Why Small-Big-Data Can be Beneficial

Most of us, though, are not working at that scale. Yes, in aggregate, the data that we process here at Baynote falls into the category of big data, but many of the jobs we run, particularly those for small to medium-sized customers, have data which will easily fit into RAM on a reasonably sized machine.

This has some useful consequences. In terms of machine learning algorithms, it means that we can use in-memory algorithms rather than distributed streaming algorithms. This is useful, because many algorithms do not (yet) exist in distributed streaming form. It also allows iterative algorithms to be used, without the overhead of starting up a map-reduce job for each iteration.

Nice though it is to leverage these in-memory algorithms it is even better to be able to integrate them into the same workflow that performs all of our other analyses and model building. This way we keep all the data on HDFS, both ensuring there’s only one store for all our data and reducing the complexity of the platform code that collects and pre-processes the data. You can see why we prefer to integrate these in-memory, iterative algorithms into hive scripts.
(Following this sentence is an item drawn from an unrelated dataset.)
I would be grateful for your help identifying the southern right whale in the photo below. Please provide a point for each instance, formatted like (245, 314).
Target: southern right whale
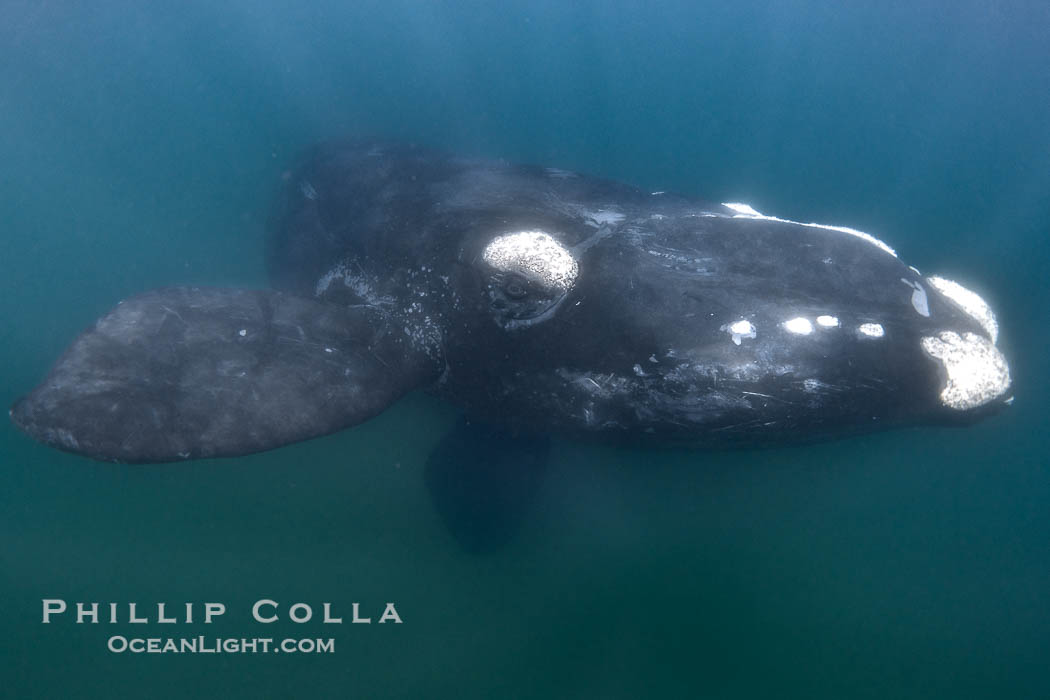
(538, 300)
In an earlier blog post I wrote about doing this in a hive UDAF. This works, but has a number of limitations, mostly to do with memory. If the data is coming from a number of mappers, then the map-reduce framework decides which order to merge the output from the different mappers together. This means that, worse case, you have half your data merged in one place, half in another, and when these two are merged, you need memory for 1.5 times your data. (You need to make a deep copy of data coming in to a UDAF.) The other problem is that the JVM that is running the UDAF is also running hadoop, which eats up a lot of the memory assigned to the JVM.

An alternative approach is to do this with hive streaming. This allows you to output data from hive to standard input of an external program, and collect the output of the program back in to a hive table. This approach comes with overhead. For instance, the table entries have to be converted to strings to be streamed to the external program (which must then parse the input), and the output of the program comes back to hive as strings (which can then be parsed on read into simple types but not complex types). However, the advantages are many: the external program can be written in a memory efficient language, it’s a standalone program and therefore easier to debug than a UDAF, it can even return as many rows as it wants. For example, if we’re running cross-validation over a set of regularization parameters it can return a row for each one. And if the external program is doing a lot of computation, the overhead of parsing the strings may well be negligible.

To use hive streaming in this way is, in a sense, “abusing hadoop.” It means giving up all of the inherent parallelism and distributed nature of hdfs. But when it’s useful, it’s very useful. Hive streaming is described here, where there’s also the important note – even though the steps are called MAP and REDUCE, the query planner may not run them in the map and reduce phases, unless you’re a little bit careful.

Putting Hive Streaming into Practice: The Details

1. Add the executable files to the distributed cache. Because the map phase is doing nothing, we use a very simple perl script that just echoes back the input. The second executable is the machine learning algorithm.

add file /path/to/identity.pl;
add file /path/to/iterative/machine/learning/algorithm_executable;

2. Set up the table that’s going to hold the output. Remember that the machine learning algorithm is returning its output on standard out, and hive will only parse this into simple types.

drop table if exists output_from_iterative_ml_algorithm;
create output_from_iterative_ml_algorithm
       (A string, B string, C double, D string );

3. Run the job. The first phase is the no-op mapper. The second phase is the machine learning reducer. However, note the distribute by line – by distributing on a constant value (in this case the number of rows of training data, a useful input to the machine learning algorithm to avoid memory reallocation and copying) and setting the number of reduce tasks to 1, we force all of the input into a single copy of the machine learning executable.

set mapred.reduce.tasks=1;
from (
       from training_data_table
       MAP nrows, target, features
          USING 'identity.pl'
          as nrows, target, features,
          distribute by nrows
         ) map_output
insert overwrite table output_from_iterative_ml_algorithm
REDUCE nrows, target, features
       USING 'algorithm_executable'
       as A, B, C, D
;
set mapred.reduce.tasks=-1;

And there you have it, integrating an in-memory machine learning algorithm into a hive workflow.

What is the best way to go?

It’s been our experience that sometimes the UDAF approach works best, sometimes the hive streaming approach works best, and sometimes you just have to bite the bullet and build something fully-distributed.